Fast forward to around 10 PM last night. We have these engineering contractors from India that seem to work here 24 hours a day and they are forever bugging me with their computer woes. They like me because I seem to care unlike the other IT drones and I can usually figure out what’s wrong and fix it. Well, one of these little dudes calls me up last night with a software issue. Of course I had no fucking idea what he was talking about. He could have been going on about the Loch Ness Monster for all I could tell. So I did what I usually do. I walked all the way over to engineering so I could see what he meant. As he was showing me his problem, I suddenly started developing a problem of my own.
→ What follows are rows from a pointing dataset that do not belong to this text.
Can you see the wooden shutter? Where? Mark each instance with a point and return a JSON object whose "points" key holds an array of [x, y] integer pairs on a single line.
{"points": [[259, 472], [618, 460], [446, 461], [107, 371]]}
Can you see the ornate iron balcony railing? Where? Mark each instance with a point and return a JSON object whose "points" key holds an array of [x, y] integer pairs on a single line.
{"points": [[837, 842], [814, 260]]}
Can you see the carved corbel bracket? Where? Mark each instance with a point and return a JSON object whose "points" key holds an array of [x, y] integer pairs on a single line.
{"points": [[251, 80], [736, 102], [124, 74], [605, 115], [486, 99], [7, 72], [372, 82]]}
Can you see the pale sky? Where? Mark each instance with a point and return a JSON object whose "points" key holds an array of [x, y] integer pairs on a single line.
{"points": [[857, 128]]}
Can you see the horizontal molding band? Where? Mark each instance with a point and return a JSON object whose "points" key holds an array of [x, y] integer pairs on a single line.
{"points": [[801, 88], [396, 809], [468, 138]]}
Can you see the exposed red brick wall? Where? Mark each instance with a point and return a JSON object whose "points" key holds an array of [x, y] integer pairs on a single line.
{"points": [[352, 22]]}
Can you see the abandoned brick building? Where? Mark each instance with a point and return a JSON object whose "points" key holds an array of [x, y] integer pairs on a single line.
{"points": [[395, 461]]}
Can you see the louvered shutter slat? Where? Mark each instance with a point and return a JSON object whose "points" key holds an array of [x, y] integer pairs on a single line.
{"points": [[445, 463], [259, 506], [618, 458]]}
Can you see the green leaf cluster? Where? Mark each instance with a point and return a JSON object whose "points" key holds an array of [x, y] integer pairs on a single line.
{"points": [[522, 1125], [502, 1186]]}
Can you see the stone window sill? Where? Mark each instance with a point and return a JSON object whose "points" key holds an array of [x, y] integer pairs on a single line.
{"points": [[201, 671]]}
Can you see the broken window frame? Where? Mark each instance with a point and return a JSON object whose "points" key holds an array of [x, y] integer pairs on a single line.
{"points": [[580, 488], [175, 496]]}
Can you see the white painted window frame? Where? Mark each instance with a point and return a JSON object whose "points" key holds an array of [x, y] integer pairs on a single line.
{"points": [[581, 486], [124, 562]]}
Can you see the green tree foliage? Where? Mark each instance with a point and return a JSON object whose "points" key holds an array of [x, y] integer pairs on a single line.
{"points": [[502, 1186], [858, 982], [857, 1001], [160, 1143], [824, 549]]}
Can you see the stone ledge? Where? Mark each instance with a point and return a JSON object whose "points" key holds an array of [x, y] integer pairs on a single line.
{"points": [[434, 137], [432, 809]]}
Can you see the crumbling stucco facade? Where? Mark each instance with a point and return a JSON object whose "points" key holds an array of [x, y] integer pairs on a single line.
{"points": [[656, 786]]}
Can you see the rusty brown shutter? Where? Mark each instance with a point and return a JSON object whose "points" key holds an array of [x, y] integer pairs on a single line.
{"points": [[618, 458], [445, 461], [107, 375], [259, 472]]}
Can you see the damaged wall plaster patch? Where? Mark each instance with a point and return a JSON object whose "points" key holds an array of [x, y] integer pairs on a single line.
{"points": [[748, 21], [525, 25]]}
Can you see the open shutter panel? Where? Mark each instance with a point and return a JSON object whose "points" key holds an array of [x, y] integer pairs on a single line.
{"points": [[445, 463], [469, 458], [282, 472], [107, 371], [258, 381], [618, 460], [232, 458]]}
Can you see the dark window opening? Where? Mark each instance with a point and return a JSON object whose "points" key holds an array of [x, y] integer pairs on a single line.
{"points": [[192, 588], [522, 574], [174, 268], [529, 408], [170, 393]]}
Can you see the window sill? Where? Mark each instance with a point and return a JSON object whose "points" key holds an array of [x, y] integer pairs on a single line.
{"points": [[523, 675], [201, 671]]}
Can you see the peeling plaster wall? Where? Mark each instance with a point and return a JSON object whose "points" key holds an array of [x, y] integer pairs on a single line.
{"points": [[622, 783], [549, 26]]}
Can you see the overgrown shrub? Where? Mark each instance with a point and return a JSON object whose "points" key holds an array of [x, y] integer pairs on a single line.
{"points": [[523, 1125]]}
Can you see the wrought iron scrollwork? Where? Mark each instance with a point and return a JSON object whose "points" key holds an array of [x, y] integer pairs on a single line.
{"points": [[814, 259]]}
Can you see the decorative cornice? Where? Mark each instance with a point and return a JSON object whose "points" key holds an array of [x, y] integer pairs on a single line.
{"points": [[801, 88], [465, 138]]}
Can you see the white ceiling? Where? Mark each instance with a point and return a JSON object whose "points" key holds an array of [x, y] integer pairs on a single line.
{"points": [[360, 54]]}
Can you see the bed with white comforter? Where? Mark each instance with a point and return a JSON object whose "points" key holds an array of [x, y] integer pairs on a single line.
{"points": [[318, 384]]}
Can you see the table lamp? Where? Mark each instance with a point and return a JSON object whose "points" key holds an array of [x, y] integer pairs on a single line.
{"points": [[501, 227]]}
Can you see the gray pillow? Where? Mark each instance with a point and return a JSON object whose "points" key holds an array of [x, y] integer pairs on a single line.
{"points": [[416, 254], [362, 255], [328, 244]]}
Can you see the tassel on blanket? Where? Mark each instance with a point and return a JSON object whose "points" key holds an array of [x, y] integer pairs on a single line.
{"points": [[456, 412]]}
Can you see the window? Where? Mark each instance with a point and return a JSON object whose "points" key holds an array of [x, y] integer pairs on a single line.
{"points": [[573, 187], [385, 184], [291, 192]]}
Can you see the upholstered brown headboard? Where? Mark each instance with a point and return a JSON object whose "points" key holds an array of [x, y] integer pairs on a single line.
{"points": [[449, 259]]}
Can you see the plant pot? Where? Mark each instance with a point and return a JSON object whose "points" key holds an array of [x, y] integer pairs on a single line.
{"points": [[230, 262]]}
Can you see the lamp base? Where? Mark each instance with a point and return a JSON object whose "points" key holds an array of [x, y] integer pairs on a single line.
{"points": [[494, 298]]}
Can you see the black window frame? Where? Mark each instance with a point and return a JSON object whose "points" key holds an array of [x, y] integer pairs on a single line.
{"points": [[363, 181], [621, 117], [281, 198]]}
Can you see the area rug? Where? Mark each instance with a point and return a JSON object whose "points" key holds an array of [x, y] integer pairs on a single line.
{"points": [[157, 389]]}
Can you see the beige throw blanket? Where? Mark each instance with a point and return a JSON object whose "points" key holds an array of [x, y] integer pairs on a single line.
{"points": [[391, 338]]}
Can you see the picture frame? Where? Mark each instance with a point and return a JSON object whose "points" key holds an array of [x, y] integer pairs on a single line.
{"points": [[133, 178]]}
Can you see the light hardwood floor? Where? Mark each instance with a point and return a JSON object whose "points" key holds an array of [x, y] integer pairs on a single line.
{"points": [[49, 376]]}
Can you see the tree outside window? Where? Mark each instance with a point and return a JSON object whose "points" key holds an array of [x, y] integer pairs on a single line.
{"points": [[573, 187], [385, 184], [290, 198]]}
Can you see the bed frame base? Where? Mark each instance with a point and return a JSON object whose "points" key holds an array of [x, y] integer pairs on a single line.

A serious physical one. I excused my self and high-tailed it to the nearest bathroom as fast as my arthritic legs could carry me.

Relax; I won't go into the gory details of the resultant explosion. Suffice to say it wasn't pretty. As a matter of fact, H.P. Lovecraft would have had a difficult time describing it. But that's not the worst. I suspect you've probably already guessed the worst. Yup, it's as hot coming out as going in.

Not to worry, though. My singed anus is doing OK. But you can send it flowers or a get well card if you would like.

1 Comments:

At 9:51 AM, Blogger The Cod God said...

Did The Whiskeyrebel do a guest post?